Page 1 of 1

Write Through

Posted: Thu Jun 16, 2005 1:59 pm
by dc0d32
How does the so called "Write through" technique work? Does it affect L2 alone or both L1 and L2 caches?

Re:Write Through

Posted: Thu Jun 16, 2005 2:36 pm
by mystran
Write through stores writes in both cache and real memory at once. Write back, stores writes to cache, and syncs to real memory only when the cache line is discarded.

So write through is useful when you want to get your writes to real memory when you perform them. Good idea for things like framebuffers, audio buffers.

Performance of Write-back is usually superior.

AFAIK cache settings affect both L1 and L2 cache.

Re:Write Through

Posted: Thu Jun 16, 2005 10:26 pm
by Brendan
Hi,

It's possibly worth pointing out that there's 6 different methods the CPU can use:

Strong uncacheable
Uncacheable
Write combining
Write through
Write back
Write protected

Write combining is where writes go into a special CPU buffer and are sent out in larger chunks - typically used for video display memory.

The method used for any one access is determined by combining the MTRR and the PAT entry for the page.

MTRR is the Memory Type Range Registers - MSR's that apply to physical addresses. The Page Attribute Table is configured through MSR's too, but the index into this table comes from page table entries. On older CPUs there's 2 cache control flags in the page table entries instead.

In general the MTRRs set the highest usable caching type, and the PAT entry reduces it - for example, if the MTRRs say an access uses write back then the PAT entry can change the access to any caching type, but if the MTRRs says an access is uncachable then the PAT entry can't override this (although write combining is allowed).

Then there's some global flags - CD and NW in CR0 (used as a "master switch"), and PCD and PWT in CR3 (used as a "master switch" for the current address space only).

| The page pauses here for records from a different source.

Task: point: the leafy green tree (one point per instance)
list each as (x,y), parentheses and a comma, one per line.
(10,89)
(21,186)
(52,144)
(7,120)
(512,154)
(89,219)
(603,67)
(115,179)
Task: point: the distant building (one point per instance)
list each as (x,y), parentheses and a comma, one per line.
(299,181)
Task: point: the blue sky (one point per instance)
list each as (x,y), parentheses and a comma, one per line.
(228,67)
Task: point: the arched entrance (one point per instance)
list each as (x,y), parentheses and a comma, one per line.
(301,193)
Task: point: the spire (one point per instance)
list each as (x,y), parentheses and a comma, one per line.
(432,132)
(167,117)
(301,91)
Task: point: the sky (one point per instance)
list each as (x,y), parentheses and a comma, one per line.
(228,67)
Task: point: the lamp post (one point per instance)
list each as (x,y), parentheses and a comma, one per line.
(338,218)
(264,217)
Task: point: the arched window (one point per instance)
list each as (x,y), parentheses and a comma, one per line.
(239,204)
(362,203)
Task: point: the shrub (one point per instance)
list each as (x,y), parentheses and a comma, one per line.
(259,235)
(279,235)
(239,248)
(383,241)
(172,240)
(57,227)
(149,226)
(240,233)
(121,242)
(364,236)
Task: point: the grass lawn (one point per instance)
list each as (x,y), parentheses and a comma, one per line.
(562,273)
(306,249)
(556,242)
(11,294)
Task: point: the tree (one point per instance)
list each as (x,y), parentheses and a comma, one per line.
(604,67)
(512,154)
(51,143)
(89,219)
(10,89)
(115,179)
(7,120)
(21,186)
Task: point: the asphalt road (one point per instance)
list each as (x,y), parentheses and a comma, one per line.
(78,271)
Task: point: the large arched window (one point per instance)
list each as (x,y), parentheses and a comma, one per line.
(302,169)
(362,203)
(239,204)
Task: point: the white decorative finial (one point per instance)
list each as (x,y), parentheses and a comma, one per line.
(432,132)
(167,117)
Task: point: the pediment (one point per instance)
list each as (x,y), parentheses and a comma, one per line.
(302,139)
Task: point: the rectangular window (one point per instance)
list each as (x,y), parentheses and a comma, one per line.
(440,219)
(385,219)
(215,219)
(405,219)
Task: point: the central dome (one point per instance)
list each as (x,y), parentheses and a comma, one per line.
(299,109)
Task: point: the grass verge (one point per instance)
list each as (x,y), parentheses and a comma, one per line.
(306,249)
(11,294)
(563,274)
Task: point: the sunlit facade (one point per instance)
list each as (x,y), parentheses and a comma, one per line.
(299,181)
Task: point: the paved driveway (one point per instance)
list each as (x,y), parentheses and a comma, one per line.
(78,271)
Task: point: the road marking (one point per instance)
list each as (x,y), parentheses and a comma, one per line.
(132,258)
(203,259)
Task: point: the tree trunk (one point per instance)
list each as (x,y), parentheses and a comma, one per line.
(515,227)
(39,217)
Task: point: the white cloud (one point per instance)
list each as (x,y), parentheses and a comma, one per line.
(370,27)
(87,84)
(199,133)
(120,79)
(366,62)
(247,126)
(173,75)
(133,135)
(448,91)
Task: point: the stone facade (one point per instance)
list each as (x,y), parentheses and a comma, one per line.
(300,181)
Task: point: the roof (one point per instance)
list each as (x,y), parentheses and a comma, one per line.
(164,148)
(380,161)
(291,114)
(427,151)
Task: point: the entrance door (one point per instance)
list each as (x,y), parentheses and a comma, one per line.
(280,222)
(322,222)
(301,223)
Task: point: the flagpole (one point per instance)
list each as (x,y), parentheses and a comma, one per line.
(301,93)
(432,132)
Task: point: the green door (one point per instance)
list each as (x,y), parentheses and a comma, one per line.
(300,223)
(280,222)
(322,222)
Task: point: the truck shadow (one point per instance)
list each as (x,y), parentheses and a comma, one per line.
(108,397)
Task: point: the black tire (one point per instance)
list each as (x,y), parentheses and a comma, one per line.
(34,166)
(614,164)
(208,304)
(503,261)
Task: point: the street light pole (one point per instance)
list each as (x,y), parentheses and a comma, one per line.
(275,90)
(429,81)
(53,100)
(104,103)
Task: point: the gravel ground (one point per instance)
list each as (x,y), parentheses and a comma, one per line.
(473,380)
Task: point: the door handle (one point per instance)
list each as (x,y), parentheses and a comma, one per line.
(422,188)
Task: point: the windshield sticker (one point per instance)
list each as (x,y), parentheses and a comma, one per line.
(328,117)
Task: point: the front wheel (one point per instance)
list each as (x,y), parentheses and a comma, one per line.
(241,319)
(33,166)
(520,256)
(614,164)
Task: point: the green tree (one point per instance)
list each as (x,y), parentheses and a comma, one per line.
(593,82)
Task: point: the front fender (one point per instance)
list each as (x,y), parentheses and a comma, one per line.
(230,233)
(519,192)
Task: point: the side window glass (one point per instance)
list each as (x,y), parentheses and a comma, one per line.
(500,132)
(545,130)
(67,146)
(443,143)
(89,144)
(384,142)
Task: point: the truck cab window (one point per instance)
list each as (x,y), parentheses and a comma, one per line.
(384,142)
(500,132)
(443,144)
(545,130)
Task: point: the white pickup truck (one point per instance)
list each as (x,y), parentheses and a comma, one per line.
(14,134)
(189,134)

Mystran is right too - the final setting effects all CPU caches (except the TLB, which is a completely different story).


Cheers,

Brendan

Re:Write Through

Posted: Fri Jun 17, 2005 12:45 am
by dc0d32
thanks
then how do i enable it for the linear framebuffer [i486+] ?
thanks

Re:Write Through

Posted: Fri Jun 17, 2005 1:27 am
by Brendan
Hi,
prashant wrote:then how do i enable it for the linear framebuffer [i486+] ?
To set a LFB to write combining, you'd need to set the MTRR's and PAT entry to one of the following combinations:

[tt]MTRR PAT
UC WC
WC UC (not strong uncachable)
WC WC
WC WB
WT WC
WB WC
WP WC

Where:
UC = uncachable
WC = write combining
WT = write through
WB = write back
WP = write protected[/tt]

The PAT itself was introduced with the Pentium III processor, and defaults to "compatibility" values so you'd need to modify the PAT MSRs and the page table entries to set a page to write combining. The compatibility values are used because the PAT can't be disabled. The index into the PAT comes from bit 12 and the old PCD and PWT flags in the page table entry. For older CPUs the PCD and PWT flags in the page table entry can be used to select uncachable, write-through or write back only.

The MTRRs were introduced with the P6 family of processors but you should check CPUID to see if it's supported or not. Once you know MTRRs are supported you'd need to check a flag (bit 10) in the "IA32_MTRRCAP" MSR (MTRR capabilities) to see if write combining is also supported (IIRC write combining is supported on all Intel CPUs that support MTRRs, but other CPU manufacturers may differ).

This creates a painful situation - for older CPUs there is no write combining, for P6 you need to set MTRRs and for Pentium III and above you can leave the MTRRs set to uncachable and just use the page table entries and PAT.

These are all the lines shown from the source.